Bree looked over. “I know things that I didn’t this morning, but I haven’t got them all straight in my mind yet. How they fit, I mean.”
“I’m feeling kind of the same way,” I said. “I’m sensing things in the Family Man case, but I’ve got nothing solid to back them up yet.”
“Yet. That’s the word we have to hold on to. Yet.”
I got us heading toward DC. “Did you talk to the attorney and the rich woman who hired you and Bluestone?”
“Both of them,” Bree said. “But first, tell me about that data-mining company you’ve been working with.”
“Paladin?”
She nodded. “Theresa May Alcott and her husband were some of the original investors in that company. They did it quietly, but I found the SEC filings online.”
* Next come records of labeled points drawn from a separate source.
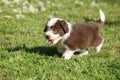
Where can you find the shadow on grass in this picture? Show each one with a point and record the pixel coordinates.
(48, 51)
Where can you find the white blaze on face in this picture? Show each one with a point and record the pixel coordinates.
(53, 38)
(52, 22)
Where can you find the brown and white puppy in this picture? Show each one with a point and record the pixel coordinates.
(74, 37)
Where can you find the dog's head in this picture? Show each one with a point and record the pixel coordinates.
(55, 29)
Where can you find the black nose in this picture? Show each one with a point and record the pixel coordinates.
(47, 36)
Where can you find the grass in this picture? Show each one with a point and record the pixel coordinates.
(25, 54)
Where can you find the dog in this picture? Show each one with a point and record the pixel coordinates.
(72, 38)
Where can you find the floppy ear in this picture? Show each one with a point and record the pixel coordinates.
(64, 26)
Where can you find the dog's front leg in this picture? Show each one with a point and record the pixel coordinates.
(68, 54)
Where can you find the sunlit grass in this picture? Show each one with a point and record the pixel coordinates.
(25, 54)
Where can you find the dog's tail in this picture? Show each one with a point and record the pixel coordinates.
(102, 16)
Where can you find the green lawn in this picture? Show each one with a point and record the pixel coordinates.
(26, 55)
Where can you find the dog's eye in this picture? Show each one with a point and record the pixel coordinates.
(55, 32)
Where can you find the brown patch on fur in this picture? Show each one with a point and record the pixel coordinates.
(60, 27)
(84, 36)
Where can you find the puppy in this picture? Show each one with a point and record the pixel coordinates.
(74, 37)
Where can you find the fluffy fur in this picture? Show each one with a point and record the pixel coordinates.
(76, 37)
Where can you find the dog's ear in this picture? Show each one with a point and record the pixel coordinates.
(64, 26)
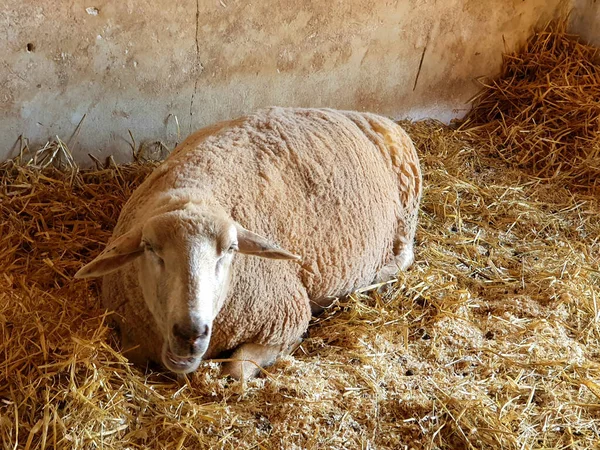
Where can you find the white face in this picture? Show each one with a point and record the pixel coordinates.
(184, 274)
(183, 260)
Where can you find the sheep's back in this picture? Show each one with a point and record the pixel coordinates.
(311, 180)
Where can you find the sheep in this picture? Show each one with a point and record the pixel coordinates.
(333, 195)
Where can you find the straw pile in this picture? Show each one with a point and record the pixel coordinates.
(491, 340)
(543, 112)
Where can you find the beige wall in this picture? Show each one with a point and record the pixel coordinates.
(585, 20)
(136, 64)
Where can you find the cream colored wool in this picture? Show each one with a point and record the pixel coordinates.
(339, 188)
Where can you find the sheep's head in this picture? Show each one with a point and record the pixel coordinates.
(183, 260)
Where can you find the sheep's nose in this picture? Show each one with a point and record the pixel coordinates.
(192, 334)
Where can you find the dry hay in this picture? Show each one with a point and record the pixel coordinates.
(543, 112)
(491, 340)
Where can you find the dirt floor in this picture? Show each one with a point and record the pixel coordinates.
(490, 340)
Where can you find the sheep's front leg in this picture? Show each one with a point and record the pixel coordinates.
(248, 359)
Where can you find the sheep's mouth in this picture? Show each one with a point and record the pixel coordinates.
(180, 364)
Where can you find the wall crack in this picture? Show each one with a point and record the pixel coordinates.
(198, 67)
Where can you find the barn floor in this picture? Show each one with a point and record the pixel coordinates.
(490, 340)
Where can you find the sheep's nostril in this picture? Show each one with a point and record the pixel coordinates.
(191, 333)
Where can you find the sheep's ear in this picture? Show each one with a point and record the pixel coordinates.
(119, 252)
(250, 243)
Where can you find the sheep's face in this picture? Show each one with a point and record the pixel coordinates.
(183, 260)
(184, 273)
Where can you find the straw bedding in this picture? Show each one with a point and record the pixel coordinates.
(543, 112)
(491, 339)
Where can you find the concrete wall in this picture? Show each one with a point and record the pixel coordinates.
(137, 64)
(585, 20)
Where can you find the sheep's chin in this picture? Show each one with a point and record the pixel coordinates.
(178, 364)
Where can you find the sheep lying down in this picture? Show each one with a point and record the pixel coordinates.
(250, 225)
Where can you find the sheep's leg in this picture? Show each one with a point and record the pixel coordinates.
(249, 358)
(403, 258)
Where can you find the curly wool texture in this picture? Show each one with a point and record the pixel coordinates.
(339, 188)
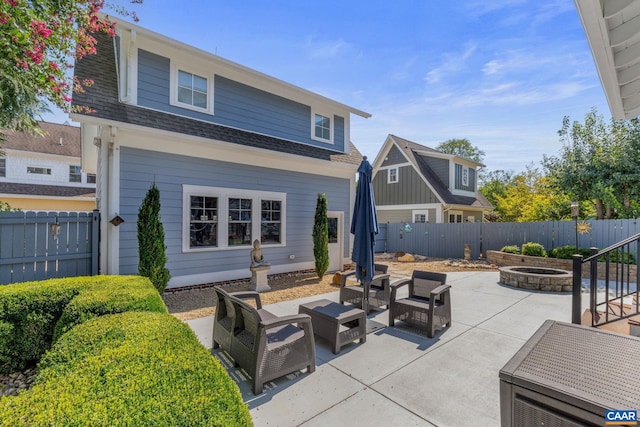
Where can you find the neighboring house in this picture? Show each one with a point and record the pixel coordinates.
(613, 32)
(43, 173)
(413, 183)
(236, 154)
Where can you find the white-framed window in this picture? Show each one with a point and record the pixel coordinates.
(218, 218)
(38, 170)
(191, 90)
(75, 173)
(321, 127)
(420, 216)
(270, 221)
(392, 175)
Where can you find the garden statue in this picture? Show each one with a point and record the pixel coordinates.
(257, 259)
(259, 268)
“She must know Ryan Malcomb, then. He’s one of the founders. The brain behind the algorithms. An interesting, creative guy.”
“Alcott is Malcomb’s maternal aunt. She adopted him and his twin brother, Sean, after their mother—Alcott’s sister—and father were murdered in a home invasion. The boys were nine. The killers were never caught.”
“Jesus. I didn’t know that. He’s had a tough life, then. Did I tell you he was stricken with muscular dystrophy as a teenager?”